Prized away from the country she loves, Joan (Jehanne) is sold to the occupying English, her presence on earth a devilish thorn in the side of the ruthless, invading English. As she awakes in darkness, curled on a cold stone floor, the stink of urine and rotted straw burns her nostrils: “It’s clear I will die soon.”
In 1429, at the tender age of twelve, Jehanne has no idea the people of France will become
as a father figure and mentor to her in a future enwrapped in the machinations of King Charles. With the love of God burning like a fever in her, Jehanne aches to be pure and brave. It’s hot and green in the garden behind her parents' house in Domremy where - for the first time - Jehanne hears the voices of the saints: Michael, Catherine, and Margaret, who speak to her and provide her with guidance.
Amid the wind in the trees and “the red harvest moon,” the hunter takes root inside.
There’s a sense that everything is heightened and buzzing with life. While Jehanne mother’s hungry eyes consume her and Jehanne’s heart swells at God’s beautiful paradise in the sky, this vulnerable peasant girl must endure her father’s madness and abuse, a man who sees himself as a kind of country king of the peasants.

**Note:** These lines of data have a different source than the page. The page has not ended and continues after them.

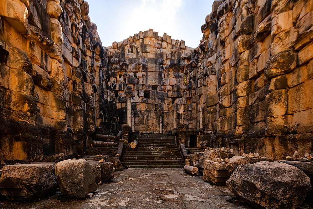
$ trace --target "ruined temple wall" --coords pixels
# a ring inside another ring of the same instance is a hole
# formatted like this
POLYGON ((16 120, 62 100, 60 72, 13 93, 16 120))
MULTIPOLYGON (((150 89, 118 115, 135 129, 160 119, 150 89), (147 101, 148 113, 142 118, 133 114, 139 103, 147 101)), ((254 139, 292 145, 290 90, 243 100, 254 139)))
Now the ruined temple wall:
POLYGON ((313 1, 215 1, 205 21, 187 78, 189 130, 201 110, 215 146, 275 159, 311 152, 313 1))
POLYGON ((129 105, 130 120, 124 122, 140 132, 165 132, 182 123, 185 75, 194 49, 152 29, 109 48, 114 52, 109 69, 117 106, 126 110, 129 105))
POLYGON ((72 154, 96 132, 121 130, 110 51, 88 13, 82 0, 0 1, 3 158, 72 154))

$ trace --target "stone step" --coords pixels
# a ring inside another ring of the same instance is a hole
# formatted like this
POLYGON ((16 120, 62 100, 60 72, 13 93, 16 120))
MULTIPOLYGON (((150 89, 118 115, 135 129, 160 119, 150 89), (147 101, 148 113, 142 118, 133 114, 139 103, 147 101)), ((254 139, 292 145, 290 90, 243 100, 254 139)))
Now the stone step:
POLYGON ((136 166, 183 166, 184 163, 137 163, 137 162, 130 162, 125 163, 124 165, 126 166, 128 165, 133 165, 136 166))
MULTIPOLYGON (((170 159, 171 160, 173 160, 175 161, 181 161, 182 160, 183 158, 182 157, 171 157, 170 158, 168 157, 131 157, 127 158, 127 160, 138 160, 139 161, 165 161, 167 160, 168 159, 170 159)), ((123 158, 122 158, 122 159, 124 160, 124 159, 123 158)))
POLYGON ((123 162, 124 164, 128 163, 156 163, 156 164, 160 164, 160 163, 181 163, 182 161, 179 160, 172 160, 171 159, 169 159, 168 160, 151 160, 151 161, 147 161, 145 160, 123 160, 123 162))
POLYGON ((181 168, 184 167, 183 166, 136 166, 131 165, 127 166, 128 168, 181 168))

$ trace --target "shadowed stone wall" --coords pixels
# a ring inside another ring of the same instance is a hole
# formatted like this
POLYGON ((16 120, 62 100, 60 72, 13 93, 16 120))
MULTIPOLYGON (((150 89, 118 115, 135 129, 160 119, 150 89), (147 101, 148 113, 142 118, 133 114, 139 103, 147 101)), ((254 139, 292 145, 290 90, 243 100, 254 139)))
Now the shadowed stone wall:
POLYGON ((121 130, 103 47, 82 0, 0 2, 0 148, 31 160, 121 130))
POLYGON ((127 110, 129 105, 125 122, 140 132, 171 131, 182 123, 194 49, 152 29, 110 48, 115 52, 109 69, 117 106, 127 110))
POLYGON ((72 153, 125 124, 237 154, 313 151, 313 0, 215 1, 194 49, 152 29, 103 47, 88 13, 0 1, 2 159, 72 153))
POLYGON ((188 75, 187 130, 201 108, 210 134, 201 140, 213 146, 274 159, 311 153, 312 18, 311 0, 215 1, 188 75))

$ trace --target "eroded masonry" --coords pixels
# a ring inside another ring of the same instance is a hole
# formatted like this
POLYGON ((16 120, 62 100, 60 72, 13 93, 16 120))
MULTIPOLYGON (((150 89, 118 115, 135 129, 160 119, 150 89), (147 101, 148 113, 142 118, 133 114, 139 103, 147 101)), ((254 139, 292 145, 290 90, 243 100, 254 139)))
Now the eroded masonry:
POLYGON ((126 125, 187 147, 313 151, 312 1, 215 1, 195 49, 151 29, 103 47, 82 0, 0 8, 2 160, 82 152, 126 125))

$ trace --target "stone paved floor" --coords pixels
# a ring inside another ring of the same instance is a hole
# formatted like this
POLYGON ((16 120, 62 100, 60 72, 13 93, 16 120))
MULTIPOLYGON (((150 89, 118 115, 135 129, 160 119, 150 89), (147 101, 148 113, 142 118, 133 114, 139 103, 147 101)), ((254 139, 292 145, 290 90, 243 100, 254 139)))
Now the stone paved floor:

France has been warring with the English for as long as anyone can remember in
this world of religious fundamentalism and unstable, uneasy alliances. Against that background, Jehanne waits ardently for her destiny. We see her moving through an ancient dream of rage. With the souls of her murdered countrymen assembled, Jehanne miraculously realizes she’s a part of God’s mission to go to the King and drive the English out of France.
Painting Jehanne’s vibrant landscape in cameo, Cutter writes of vast castle towers with dark slate-roofed turrets, of the uncrowned king, Dauphin Charles VII, whose words flash in Jehanne’s
mind like lightning: “He’ll be the death of me.” The years pass, Jehanne tutored in riding, jousting, and swordplay
as she zealously studies the attack on Orleans. Then there’s the sweet, thrilling moment and a kind of tender, delicately balanced friendship between Jehanne and her beloved soldiers.
Jehanne becomes quickly engrossed in a clash of the Dauphin’s own ambitions for France and his desire to make peace with the Burgundian Duke. Before she
is sacrificed on the winds of political expediency, Jehanne must learn to do battle on a ground soaked red with blood, the air loud with the groans and screams of the dying in mountains of silver and mud, the men who see her strange, radiant tears and ache to help her, and their drive that says “fight, kill or die” as our emboldened heroine screams for vengeance.
Delivering her powerful message--the cost of belief and the high price of honor--Cutter creates a real sense of Jehanne’s passion, capturing the religious fervor that drives her fanatical protagonist through the years as the unspoiled peasant virgin rides on horseback, galloping over the fragrant spring meadows to rescue France from Hell and restore her to her former glory.